Query_ids and reference_ids fields in hdf5

Could you please provide more info on “query_ids” and “reference_ids” fields in hdf5? It seems they are not being filled in the benchmark examples. The documentation for the contest says that these fields should contain IDs of the corresponding images, but it also says IDs should be sorted. Do we need to fill these fields? If so, could you please specify the format of this IDs (e.g. string or int) or provide and example of how to fill them for rand case.

import h5py
import numpy as np

M_ref = np.random.rand(1_000_000, 256).astype('float32')
M_query = np.random.rand(50_000, 256).astype('float32')

out = OUT_DIR / "fb-isc-submission.h5"
with h5py.File(out, "w") as f:
    f.create_dataset("query", data=M_query)
    f.create_dataset("reference", data=M_ref)
    f.create_dataset('query_ids', data=qry_ids) #<-------
    f.create_dataset('reference_ids', data=ref_ids) #<-------

Welcome, evgenity! Good question – we should have included a couple more lines in that example than we did.

You do need to include these ID datasets in the submitted hdf5 file. The data type will be strings, since the IDs include a ‘Q’ or ‘R’ prefix.

Here are two lines that would create a valid submission:

qry_ids = ['Q' + str(x).zfill(5) for x in range(50_000)]
ref_ids = ['R' + str(x).zfill(6) for x in range(1_000_000)]

Thanks for pointing this out. I’ll also add the above lines to the website so it will be more clear for the next person.

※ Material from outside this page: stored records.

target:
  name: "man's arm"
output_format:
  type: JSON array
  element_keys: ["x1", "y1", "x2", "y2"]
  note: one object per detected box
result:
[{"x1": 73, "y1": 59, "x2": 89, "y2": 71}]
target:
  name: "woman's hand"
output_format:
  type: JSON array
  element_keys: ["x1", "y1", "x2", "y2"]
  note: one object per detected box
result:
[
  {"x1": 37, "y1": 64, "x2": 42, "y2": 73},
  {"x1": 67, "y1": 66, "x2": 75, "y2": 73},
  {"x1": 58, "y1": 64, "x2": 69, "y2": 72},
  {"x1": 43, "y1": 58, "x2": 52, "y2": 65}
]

Hi @evgenity, to add some more detail in response to your question:

The code that @dd-mike provided does indeed generate valid ID arrays. (In fact, we use code like that in various places for competition administration.) However, we recommend against directly using that code when creating your HDF5 submission file. Instead, we recommend you generate your ID arrays using a process that will correspond to the order in which you load and/or process the image files. The purpose of having competitors include the ID arrays is as a check that your descriptor vectors are in the correct order. That check doesn’t work if you generate the ID arrays independently of how you process your data.

As an example of one way you might generate the ID array for the query images:

from pathlib import Path

query_image_paths = sorted(Path("data/raw/query_images").iterdir())
#> [ PosixPath('data/raw/query_images/Q00000.jpg'),
#>   PosixPath('data/raw/query_images/Q00001.jpg'),
#>   PosixPath('data/raw/query_images/Q00002.jpg')]

query_ids = [path.stem for path in query_image_paths]
#> ['Q00000', 'Q00001', 'Q00002']

Created at 2021-06-30 17:58:34 MDT by reprexlite v0.4.2

In this example, the file paths in query_image_paths correspond directly with query_ids. If you process your images in the order that they are in query_image_paths, then you’ll know that you have both your descriptor vectors and your query IDs in the same and correct order. This is a useful way to catch errors; for example, if you left out sorted in the above code snippet, iterdir() by itself will yield paths in an arbitrary unsorted order. Your query_ids would also be in the same unsorted order, and we’d be able to catch that when you submit your file to the competition.

The code using zfill in the previous response can still be quite useful if you want to write your own validation step to check whether your HDF5 submission has the correct ID values in the correct order.